User currently offlineFaro From Egypt, joined Aug 2007, 1515 posts, RR: 0
Posted (4 years 9 months 19 hours ago) and read 3213 times:

I believe Bombardier's C Series airliners will have around 3,000 nm maximum still air range. If they were to develop a longer range version of the aircraft and achieve ETOP/EROP certification for the PW 1000G engine, what are the commercial prospects for developing point-to-point transatlantic links for 100-150 pax capacity? 3,000 nm is already at the edge of acceptable transatlantic range, pushing range to, say, 3,500 nm may pave the way to the opening of a whole new market in air transport...

Faro


The chalice not my son
10 replies: All unread, jump to last
 
User currently offlineMEA-707 From Netherlands, joined Nov 1999, 4265 posts, RR: 34
Reply 1, posted (4 years 9 months 19 hours ago) and read 3160 times:

Transatlantic flights on small aircraft (smaller then 752) have bad costs per kilometer, that's one of the reasons Air Canada stopped flying the A-319 on shorter transatlantic flights to London.
A flight like that needs more galley space and ovens etc. for the hot meal service expected on these flights, IFE (preferably PTV's) installed, possibly relief cockpit crew.
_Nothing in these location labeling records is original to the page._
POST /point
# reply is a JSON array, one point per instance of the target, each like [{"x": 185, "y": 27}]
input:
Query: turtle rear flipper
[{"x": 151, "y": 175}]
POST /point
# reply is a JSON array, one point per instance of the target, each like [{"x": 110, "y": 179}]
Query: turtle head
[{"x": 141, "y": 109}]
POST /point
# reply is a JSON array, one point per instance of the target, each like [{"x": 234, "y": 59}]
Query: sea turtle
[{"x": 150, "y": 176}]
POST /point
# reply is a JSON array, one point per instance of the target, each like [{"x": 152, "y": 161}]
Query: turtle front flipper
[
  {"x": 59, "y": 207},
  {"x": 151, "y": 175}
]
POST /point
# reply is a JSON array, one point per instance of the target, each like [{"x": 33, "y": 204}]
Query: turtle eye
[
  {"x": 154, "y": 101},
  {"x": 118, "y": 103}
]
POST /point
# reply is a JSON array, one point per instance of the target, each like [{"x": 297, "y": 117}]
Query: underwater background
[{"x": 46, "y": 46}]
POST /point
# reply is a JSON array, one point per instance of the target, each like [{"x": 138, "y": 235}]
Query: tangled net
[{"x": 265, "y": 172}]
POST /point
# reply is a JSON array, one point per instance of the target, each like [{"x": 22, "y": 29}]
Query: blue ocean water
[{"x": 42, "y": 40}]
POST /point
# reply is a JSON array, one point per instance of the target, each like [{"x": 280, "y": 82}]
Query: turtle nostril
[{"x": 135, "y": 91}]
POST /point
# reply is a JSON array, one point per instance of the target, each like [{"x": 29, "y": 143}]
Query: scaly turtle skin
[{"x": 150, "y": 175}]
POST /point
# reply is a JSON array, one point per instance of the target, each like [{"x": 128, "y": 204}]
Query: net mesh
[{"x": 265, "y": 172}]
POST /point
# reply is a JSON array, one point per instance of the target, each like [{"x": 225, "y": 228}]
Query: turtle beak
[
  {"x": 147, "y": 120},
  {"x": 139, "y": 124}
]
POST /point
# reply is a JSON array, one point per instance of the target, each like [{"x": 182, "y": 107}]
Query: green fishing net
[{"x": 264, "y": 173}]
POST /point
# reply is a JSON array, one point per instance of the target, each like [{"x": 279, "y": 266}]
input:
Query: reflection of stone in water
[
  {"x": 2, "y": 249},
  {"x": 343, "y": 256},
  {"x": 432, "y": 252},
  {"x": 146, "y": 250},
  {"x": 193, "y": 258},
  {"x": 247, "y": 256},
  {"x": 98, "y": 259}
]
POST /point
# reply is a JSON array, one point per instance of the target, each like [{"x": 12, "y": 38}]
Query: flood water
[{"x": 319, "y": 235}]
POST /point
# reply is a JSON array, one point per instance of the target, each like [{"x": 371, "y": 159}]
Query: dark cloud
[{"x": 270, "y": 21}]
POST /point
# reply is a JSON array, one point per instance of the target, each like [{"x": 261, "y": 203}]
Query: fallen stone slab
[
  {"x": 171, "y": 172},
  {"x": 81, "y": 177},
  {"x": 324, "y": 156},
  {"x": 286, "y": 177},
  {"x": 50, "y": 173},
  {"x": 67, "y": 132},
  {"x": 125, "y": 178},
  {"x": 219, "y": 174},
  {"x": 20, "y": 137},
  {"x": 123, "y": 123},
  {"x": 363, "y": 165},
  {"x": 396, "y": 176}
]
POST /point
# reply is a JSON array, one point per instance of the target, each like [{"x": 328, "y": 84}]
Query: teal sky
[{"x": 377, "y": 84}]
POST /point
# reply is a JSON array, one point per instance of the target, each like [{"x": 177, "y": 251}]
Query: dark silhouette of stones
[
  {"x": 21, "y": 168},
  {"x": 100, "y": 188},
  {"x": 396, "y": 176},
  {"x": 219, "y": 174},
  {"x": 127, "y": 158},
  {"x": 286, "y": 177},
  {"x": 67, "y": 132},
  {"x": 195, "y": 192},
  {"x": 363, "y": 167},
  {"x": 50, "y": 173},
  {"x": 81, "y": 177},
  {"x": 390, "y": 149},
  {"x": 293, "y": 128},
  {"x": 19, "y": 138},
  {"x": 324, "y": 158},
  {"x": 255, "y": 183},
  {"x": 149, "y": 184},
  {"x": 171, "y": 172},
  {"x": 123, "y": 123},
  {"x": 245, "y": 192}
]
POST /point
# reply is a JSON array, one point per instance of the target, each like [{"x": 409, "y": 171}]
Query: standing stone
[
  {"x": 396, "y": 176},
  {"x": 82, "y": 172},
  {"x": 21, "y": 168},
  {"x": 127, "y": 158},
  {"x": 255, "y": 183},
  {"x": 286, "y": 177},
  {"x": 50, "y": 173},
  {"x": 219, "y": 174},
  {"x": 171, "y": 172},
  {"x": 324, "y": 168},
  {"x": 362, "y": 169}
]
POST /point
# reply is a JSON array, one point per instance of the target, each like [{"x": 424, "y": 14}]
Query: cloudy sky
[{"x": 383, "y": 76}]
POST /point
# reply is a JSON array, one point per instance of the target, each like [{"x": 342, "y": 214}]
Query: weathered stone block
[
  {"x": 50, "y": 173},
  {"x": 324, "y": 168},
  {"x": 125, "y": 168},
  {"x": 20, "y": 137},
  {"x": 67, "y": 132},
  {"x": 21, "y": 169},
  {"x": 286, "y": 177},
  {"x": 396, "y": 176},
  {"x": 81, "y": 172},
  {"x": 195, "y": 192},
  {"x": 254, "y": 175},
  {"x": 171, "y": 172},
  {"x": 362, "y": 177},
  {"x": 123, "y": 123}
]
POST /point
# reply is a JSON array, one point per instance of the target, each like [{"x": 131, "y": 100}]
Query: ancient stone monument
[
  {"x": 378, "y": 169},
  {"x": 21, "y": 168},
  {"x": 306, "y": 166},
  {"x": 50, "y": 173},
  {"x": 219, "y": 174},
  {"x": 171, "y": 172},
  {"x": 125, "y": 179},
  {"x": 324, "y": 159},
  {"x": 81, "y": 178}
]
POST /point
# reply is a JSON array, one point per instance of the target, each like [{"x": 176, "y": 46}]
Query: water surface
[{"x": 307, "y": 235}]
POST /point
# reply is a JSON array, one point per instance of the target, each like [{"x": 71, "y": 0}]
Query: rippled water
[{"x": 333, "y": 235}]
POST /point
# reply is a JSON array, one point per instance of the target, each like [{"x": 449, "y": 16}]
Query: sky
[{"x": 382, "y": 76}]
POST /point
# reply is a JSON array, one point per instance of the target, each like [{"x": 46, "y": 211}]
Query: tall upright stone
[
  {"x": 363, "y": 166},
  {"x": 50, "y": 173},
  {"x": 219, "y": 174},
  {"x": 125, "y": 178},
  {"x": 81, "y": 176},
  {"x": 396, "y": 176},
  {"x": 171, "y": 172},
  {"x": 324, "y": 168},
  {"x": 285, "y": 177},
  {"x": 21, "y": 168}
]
The crew has to sleep abroad and their salaries and associated costs are relatively higher then the ones flying local flights. Then there is increased paperwork, turn around time, customs and handling associated with longer flights. All these additional costs have to be funded by relatively few revenue passengers. That's why airlines rather fly 200+ seat jets accross the ocean.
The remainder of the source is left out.